See http://www.cinxia.com/afap/idxMar03.shtml

-- Jessica
There is probably something wrong with me that I remember trivial things from that long ago...
M. le Goro  1639
02-13-2004 06:25 PM ET (US)
In your face, Prince Abdullah.

The first thought that went through my mind upon seeing the article was indeed that all the farmers will love it. Maybe if they're all growing corn for ethanol we can get rid of those stupid subsidies at last.

-- Mark
quite unlike science  1638
02-13-2004 06:01 PM ET (US)
A Distant Xiao  1637
02-13-2004 04:04 PM ET (US)
Edited by author 02-13-2004 04:04 PM
Tuchman also wrote The Guns of August, which won a Pulitzer Prize. It's about the beginning of World War One, and the mind-numbingly stupid things done by the war's leaders.

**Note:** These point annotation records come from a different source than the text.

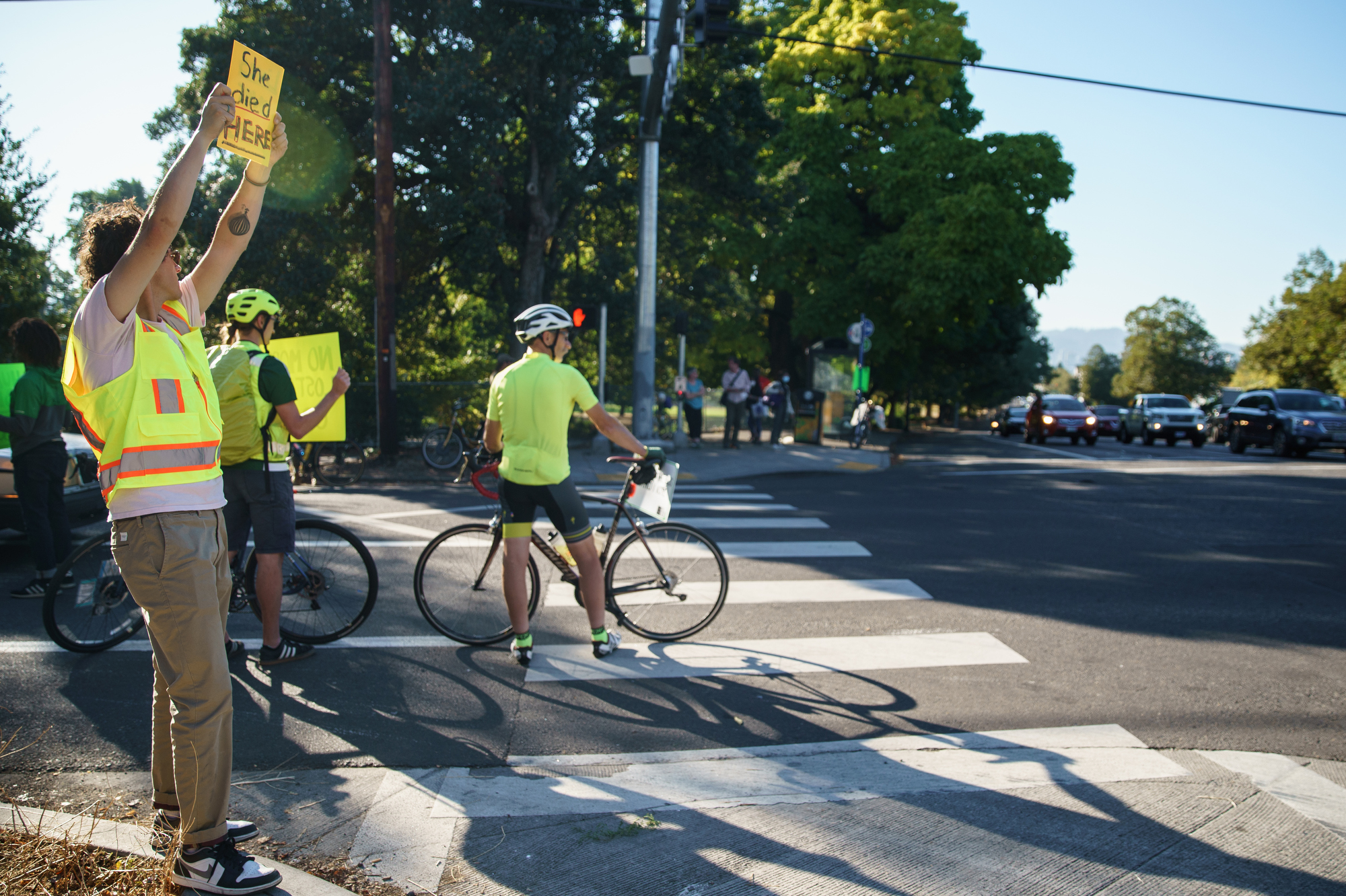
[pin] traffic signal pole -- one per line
(662, 38)
(386, 317)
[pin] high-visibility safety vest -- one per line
(251, 426)
(158, 424)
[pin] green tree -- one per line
(1301, 342)
(902, 215)
(1096, 376)
(1169, 349)
(29, 281)
(1063, 383)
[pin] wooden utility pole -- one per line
(386, 267)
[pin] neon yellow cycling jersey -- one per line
(534, 400)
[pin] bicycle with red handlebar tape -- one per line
(663, 582)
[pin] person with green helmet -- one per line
(260, 418)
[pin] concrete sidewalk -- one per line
(1060, 811)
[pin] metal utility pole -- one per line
(662, 40)
(386, 268)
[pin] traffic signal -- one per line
(585, 318)
(711, 21)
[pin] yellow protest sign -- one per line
(313, 363)
(255, 81)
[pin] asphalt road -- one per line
(1192, 597)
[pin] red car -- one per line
(1060, 416)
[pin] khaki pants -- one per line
(177, 567)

As to "wrote" vs. "has written," Tuchman died while I was in college back in the 80s.

--Jon
"The power to command frequently causes failure to think." --Barbara Tuchman
M. le Goro  1636
02-13-2004 02:04 PM ET (US)
Tuchman wrote (has written?) about seven large books about history, pretty much all of which are entertaining reading. The March of Folly is my personal favorite. Along those same lines, Mackay's Extraordinary Popular Delusions and the Madness of Crowds is also a lot of fun in addition to being a big thick book. Oo, I'm so erudite.

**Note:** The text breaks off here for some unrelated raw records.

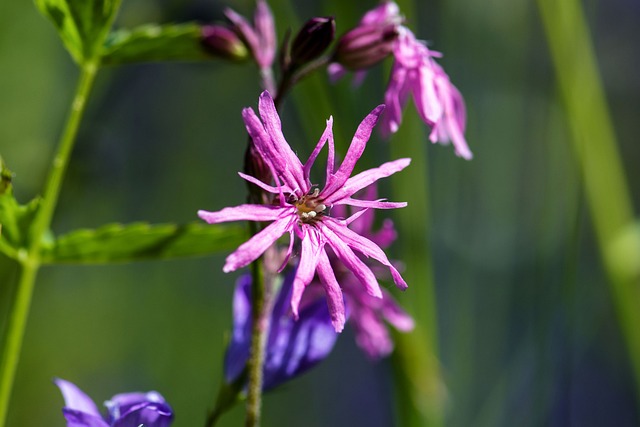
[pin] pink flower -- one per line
(437, 100)
(368, 315)
(303, 211)
(261, 37)
(414, 74)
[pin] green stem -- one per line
(30, 257)
(259, 329)
(596, 151)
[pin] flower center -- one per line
(310, 207)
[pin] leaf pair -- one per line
(82, 24)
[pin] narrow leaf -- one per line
(148, 43)
(141, 241)
(82, 24)
(15, 219)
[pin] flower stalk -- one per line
(259, 332)
(29, 258)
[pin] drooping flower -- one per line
(261, 37)
(303, 211)
(415, 73)
(223, 43)
(292, 347)
(124, 410)
(368, 316)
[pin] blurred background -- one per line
(527, 328)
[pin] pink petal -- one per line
(250, 250)
(351, 260)
(244, 212)
(326, 135)
(266, 30)
(376, 204)
(309, 257)
(334, 293)
(245, 29)
(364, 179)
(365, 247)
(358, 143)
(395, 98)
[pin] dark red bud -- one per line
(365, 45)
(224, 43)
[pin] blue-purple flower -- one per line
(292, 346)
(415, 74)
(124, 410)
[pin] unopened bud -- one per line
(222, 42)
(312, 40)
(5, 177)
(365, 45)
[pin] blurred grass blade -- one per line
(596, 152)
(149, 43)
(141, 241)
(15, 220)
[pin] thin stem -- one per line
(259, 329)
(29, 257)
(291, 76)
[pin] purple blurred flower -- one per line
(303, 210)
(261, 37)
(415, 73)
(368, 315)
(124, 410)
(292, 347)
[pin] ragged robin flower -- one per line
(124, 410)
(303, 210)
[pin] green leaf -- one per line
(82, 24)
(175, 42)
(141, 241)
(15, 220)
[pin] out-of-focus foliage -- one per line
(82, 24)
(151, 42)
(526, 326)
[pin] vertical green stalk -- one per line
(595, 149)
(419, 388)
(30, 256)
(259, 329)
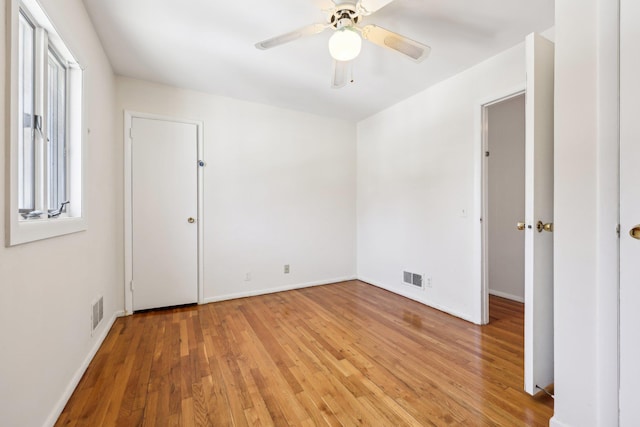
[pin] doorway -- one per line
(504, 195)
(163, 212)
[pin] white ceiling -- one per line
(208, 45)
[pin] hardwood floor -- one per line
(340, 355)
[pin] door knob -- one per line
(546, 227)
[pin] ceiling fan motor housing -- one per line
(344, 16)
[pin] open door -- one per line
(538, 266)
(629, 212)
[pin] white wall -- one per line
(46, 287)
(505, 188)
(279, 189)
(418, 186)
(586, 199)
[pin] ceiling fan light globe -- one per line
(345, 45)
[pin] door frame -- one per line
(481, 203)
(128, 212)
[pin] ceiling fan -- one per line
(346, 41)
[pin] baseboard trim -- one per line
(75, 380)
(277, 289)
(412, 297)
(507, 296)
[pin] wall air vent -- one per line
(97, 313)
(412, 279)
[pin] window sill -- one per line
(25, 231)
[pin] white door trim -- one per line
(481, 311)
(128, 236)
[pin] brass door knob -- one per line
(546, 227)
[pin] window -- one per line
(45, 131)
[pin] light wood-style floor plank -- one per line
(337, 355)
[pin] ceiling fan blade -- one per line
(309, 30)
(342, 74)
(367, 7)
(385, 38)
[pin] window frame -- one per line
(19, 230)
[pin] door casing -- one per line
(128, 212)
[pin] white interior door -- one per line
(164, 193)
(538, 333)
(629, 212)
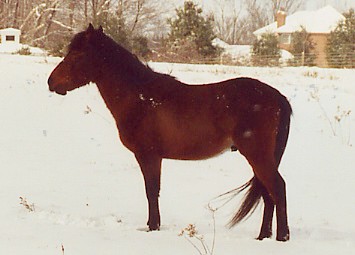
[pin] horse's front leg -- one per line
(151, 169)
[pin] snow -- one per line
(62, 155)
(323, 20)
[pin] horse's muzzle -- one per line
(55, 87)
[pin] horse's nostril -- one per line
(50, 80)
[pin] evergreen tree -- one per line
(302, 47)
(266, 51)
(341, 43)
(191, 34)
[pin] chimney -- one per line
(281, 18)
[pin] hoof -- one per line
(283, 238)
(262, 235)
(154, 228)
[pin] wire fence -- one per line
(345, 60)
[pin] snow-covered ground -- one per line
(82, 191)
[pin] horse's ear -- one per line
(90, 28)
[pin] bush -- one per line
(301, 48)
(266, 51)
(191, 33)
(341, 43)
(24, 51)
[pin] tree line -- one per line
(152, 27)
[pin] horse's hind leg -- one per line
(276, 188)
(266, 227)
(151, 169)
(259, 151)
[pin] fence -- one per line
(346, 60)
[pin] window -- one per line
(285, 38)
(10, 38)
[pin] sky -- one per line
(340, 5)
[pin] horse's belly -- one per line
(194, 146)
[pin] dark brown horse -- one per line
(159, 117)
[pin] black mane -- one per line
(126, 64)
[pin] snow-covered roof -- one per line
(10, 31)
(322, 21)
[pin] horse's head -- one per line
(78, 66)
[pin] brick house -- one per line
(318, 24)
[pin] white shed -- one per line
(10, 35)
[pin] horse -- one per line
(159, 117)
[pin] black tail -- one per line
(283, 129)
(250, 202)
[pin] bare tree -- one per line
(289, 6)
(228, 20)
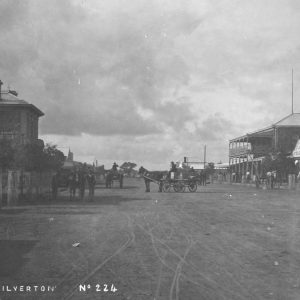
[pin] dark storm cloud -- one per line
(91, 72)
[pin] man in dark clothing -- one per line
(114, 167)
(91, 180)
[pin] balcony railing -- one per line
(239, 151)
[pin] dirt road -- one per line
(222, 242)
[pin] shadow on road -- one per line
(12, 255)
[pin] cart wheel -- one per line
(179, 187)
(166, 186)
(192, 186)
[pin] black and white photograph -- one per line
(150, 149)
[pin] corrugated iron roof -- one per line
(290, 120)
(10, 100)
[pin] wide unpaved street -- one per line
(222, 242)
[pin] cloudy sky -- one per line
(151, 81)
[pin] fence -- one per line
(18, 186)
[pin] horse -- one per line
(73, 184)
(112, 175)
(152, 176)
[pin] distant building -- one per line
(247, 152)
(18, 118)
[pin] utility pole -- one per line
(0, 89)
(292, 91)
(204, 156)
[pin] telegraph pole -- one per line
(204, 156)
(292, 91)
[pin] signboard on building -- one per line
(296, 152)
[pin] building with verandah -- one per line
(18, 118)
(247, 152)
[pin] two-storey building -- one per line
(18, 118)
(247, 152)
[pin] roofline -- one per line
(26, 105)
(247, 135)
(285, 118)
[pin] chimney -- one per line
(0, 89)
(13, 92)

If you are looking for "turn your brain off" reading, I will guiltily admit to consuming the Bolo short story collections and John Nance's cornball airplane thriller novels. I guarantee that these contain absolutely no redeeming literary value.

-- Mark
quite unlike literature  1635
02-13-2004 12:43 PM ET (US)
I'll put in a second vote for A Distant Mirror which I found highly readable and have a copy of in paperback that can be loaned out on long-term lending if you want me to bring it to the next meeting. It's not like I need to read about the 14th century every day, you know...

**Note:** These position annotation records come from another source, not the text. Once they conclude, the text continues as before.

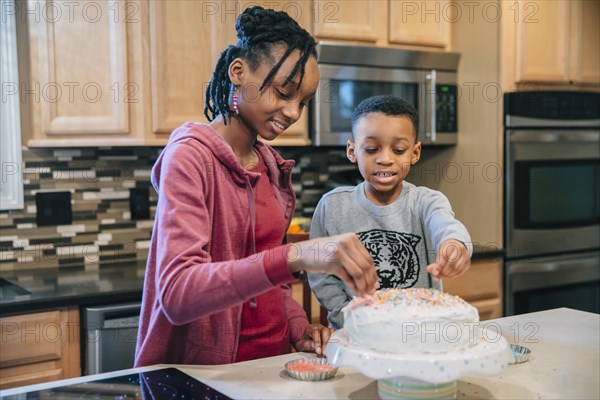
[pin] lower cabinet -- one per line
(39, 347)
(481, 286)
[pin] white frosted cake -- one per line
(411, 320)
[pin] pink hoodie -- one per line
(201, 268)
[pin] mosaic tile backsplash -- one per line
(100, 182)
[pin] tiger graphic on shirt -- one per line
(395, 257)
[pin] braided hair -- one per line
(258, 31)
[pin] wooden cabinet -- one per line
(425, 23)
(86, 83)
(127, 73)
(384, 22)
(481, 286)
(553, 42)
(39, 347)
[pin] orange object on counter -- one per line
(295, 229)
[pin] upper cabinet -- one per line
(384, 22)
(128, 72)
(86, 77)
(554, 42)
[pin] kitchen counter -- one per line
(47, 288)
(564, 363)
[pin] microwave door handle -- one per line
(430, 80)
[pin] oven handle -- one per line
(527, 275)
(430, 87)
(558, 136)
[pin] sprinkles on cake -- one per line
(419, 297)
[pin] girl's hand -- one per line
(343, 256)
(315, 339)
(451, 261)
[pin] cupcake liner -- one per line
(310, 369)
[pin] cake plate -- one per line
(431, 376)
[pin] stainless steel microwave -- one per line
(351, 73)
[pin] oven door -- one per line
(538, 284)
(342, 87)
(552, 192)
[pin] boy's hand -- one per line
(343, 256)
(452, 260)
(315, 339)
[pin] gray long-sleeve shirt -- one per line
(402, 238)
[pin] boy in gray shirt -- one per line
(410, 231)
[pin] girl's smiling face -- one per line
(268, 113)
(384, 147)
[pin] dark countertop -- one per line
(50, 288)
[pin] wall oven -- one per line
(552, 201)
(351, 73)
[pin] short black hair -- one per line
(388, 105)
(259, 30)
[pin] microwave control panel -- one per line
(446, 112)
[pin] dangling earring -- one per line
(236, 99)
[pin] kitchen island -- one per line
(564, 363)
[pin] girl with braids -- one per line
(216, 287)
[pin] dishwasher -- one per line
(110, 333)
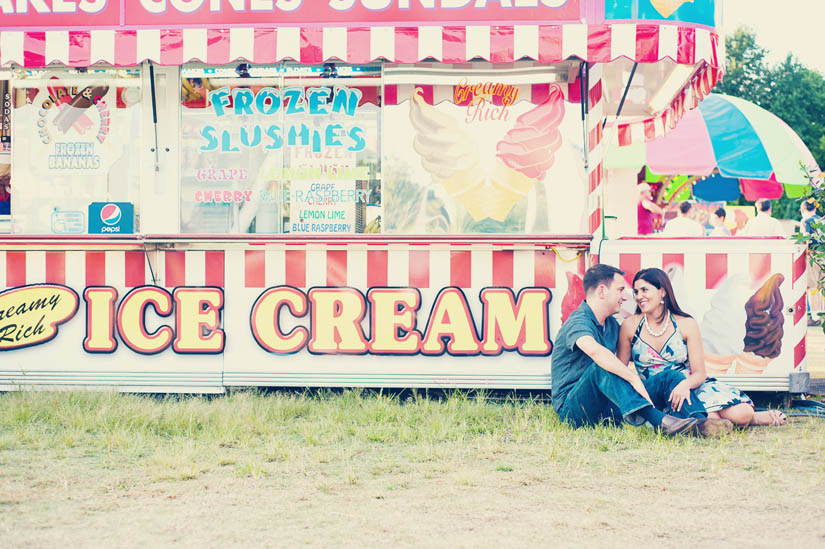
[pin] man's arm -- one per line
(606, 360)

Also, I've been enjoying the George R. R. Martin books, the ones that start with A Game of Thrones. They're sprawling, cat-killer-sized novels. I also liked The Great Hunger which is five hundred pages of very interesting nonfiction about the Irish potato famine. Last Christmas, I picked up a copy of The Crimson Petal and the White which was eight hundred odd pages of allegedly Victorian London from a whore's perspective. I found it a fun way to spend a winter's day, curled up in front of the fire. Edith Wharton's Age of Innocence is a nice read, if not particularly bludgeon-sized. Oh, and if you have any desire to read Moby Dick, I know where there's a reasonably entertaining online guide to the book...

-- Jessica
I'm assuming you have already read all the Pratchett that you want to read.
Berlin St. Heart  1634
02-13-2004 12:31 PM ET (US)
Edited by author 02-13-2004 12:33 PM
It seems fitting to me that on a day when hundreds of gay and lesbian couples are cramming San Francisco's city hall for same-sex marriage licenses, I find out about these two penguins at the New York Aquarium.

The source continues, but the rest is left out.